Film Reviews – Bread & Belonging; Ghar Ka Pata (Home Address)

Kinjal Vernekar

Among the wide exciting range of films at the London Indian Film Festival, which concluded over the weekend, ‘Bread & Belonging’ and ‘Ghar Ka Pata’ scream the theme of identity, hence a compendium of reviews.

The two classical documentaries instil a magical optimism of having our roots deeply embedded in our hearts.

Bread & Belonging

Director: Sonia Filinto

Originating from the Portuguese recipes, pāo (bread) – as the locals call it in the coastal paradise of Goa – is still a part of every Goan’s staple diet. Right from kneading the dough and popping it into the ancient clay kilns filled with fiery coal only to get a variety of freshly baked bread, Filinto’s creative piece on my hometown screens the behind the scenes of this withering trade.

Well-known bread makers Wilson and Alzira Gomes project their lives as they struggle to run their ancestral bakery in this day and age. Working on a four-months rotational basis, the couple addresses the issue of their meagre earning that doesn’t make up for the growing bills. With confidence and a heavy heart, Wilson says, “as long as I am there and she is there, we will make bread.”

Along with the pāo through Babuso Simepurushkar, Sonia gives us a glimpse of another dying craft of toddy tapping. With the shortage of coconut toddy, bread making techniques have altered over time to using yeast for fermentation. A nostalgic Marius Fernandes organises a one-day Bread Festival to revive this long-lost custom: “What have we done to pass on the skills to the next generation?”

When the baking gets tough, the bakeries shut down. As I sit here, miles away from home, my ears are longing for the echoing pom-pom of the poder’s (bread man) cycle horn as he goes from door-to-door selling bread. Will the Goans remain sussegado (relaxed) while the traditions slowly fade with every sunset?

Ghar Ka Pata (Home Address)

Director: Madhulika Jalali

The warmth of the hot cup of Kahwa in the snow-capped mountains overlooking the symmetric apple orchards and still lakes is the image that comes to mind of India’s heaven, Kashmir nesting in the Himalayas. The tranquillity in the Valley was distorted by the 1989 socio-political turmoil that forced the Kashmiri Pandits to abandon their homes at gun point.
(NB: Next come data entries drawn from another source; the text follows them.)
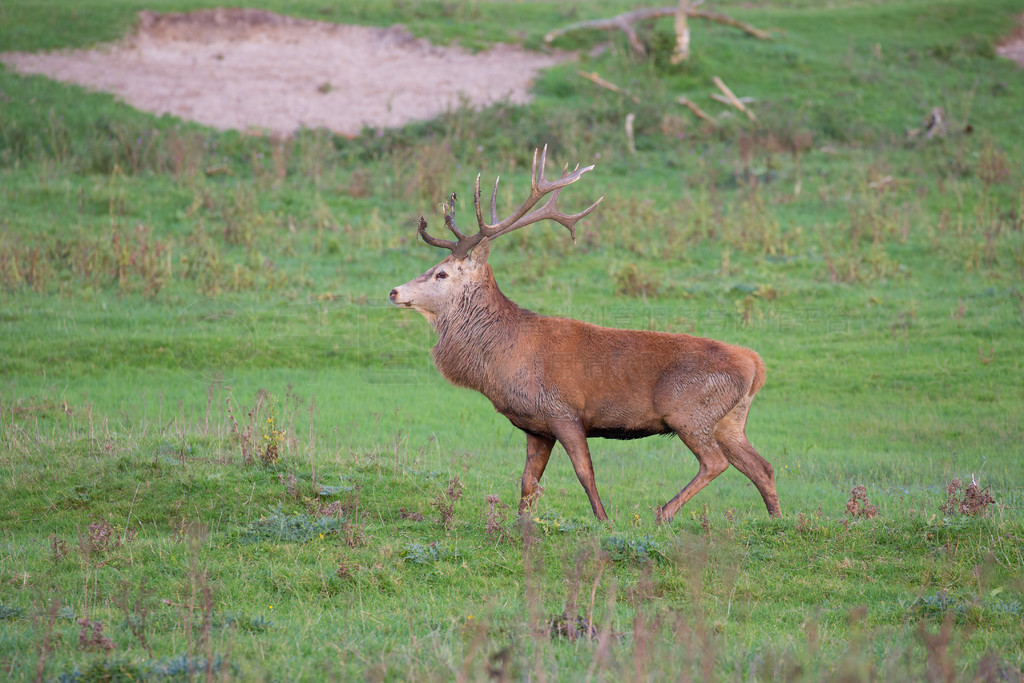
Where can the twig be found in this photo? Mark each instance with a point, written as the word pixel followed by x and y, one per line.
pixel 696 110
pixel 626 20
pixel 607 85
pixel 725 100
pixel 732 98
Much like thousands of Pandits, Pran and Nancy Jalali along with their daughters, Urvashi, Neetu and Madhulika were exiled from their birthplace. After 24 long years of thick and thin, Madhulika has picked up her camera to document her family’s homecoming to where their souls were left behind, to Rainawari in Srinagar. The emotional trauma that the family had experienced couldn’t be concealed well in their teary eyes. “Maybe it was fear or he wanted to avoid something,” explains the filmmaker, as her father refused to show them their ancestral house.

From the age of six, Madhulika had only been carrying unseen stories of her family’s past until she decided to dig deeper with the help of her sisters and close ones in search of remnants of her house in Srinagar to complete this puzzle of her fragmented existence.
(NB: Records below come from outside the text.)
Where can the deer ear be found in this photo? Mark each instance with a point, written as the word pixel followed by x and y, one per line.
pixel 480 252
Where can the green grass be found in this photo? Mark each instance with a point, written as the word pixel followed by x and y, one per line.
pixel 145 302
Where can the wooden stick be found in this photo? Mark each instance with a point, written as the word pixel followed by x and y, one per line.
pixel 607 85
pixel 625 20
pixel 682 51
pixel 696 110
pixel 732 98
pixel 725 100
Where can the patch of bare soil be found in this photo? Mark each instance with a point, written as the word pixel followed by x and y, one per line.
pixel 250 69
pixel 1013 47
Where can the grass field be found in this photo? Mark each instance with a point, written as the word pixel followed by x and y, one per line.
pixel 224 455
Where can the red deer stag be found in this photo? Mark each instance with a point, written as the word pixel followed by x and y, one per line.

Her sisters recall their last few days in Kashmir as the storm was getting closer: “strikes for days, schools burnt down, father sleeping with his rifle for protection”. Urvashi opens up about the night their family fled, “We were shivering with fear. It felt as if someone might kill us at any moment. We left never knowing that we had left for good.”

As the siblings walk through the old lanes of Rainawari they get conversing with fellow Kashmiris around the corner who comforted them with their brotherhood. They reassured them: “We tell our kids that pandits are like us and they lived here too.” Madhulika and Urvashi were finally able to step foot on the plot where their house was burned down.

The vivid collection of photographs, video recordings of happy moments from the past and the rustic nature in which the film is taped, unwinds the tales of every Kashmiri Pandit. It got me thinking: Isn’t it time to welcome those who once sheltered under the same sky?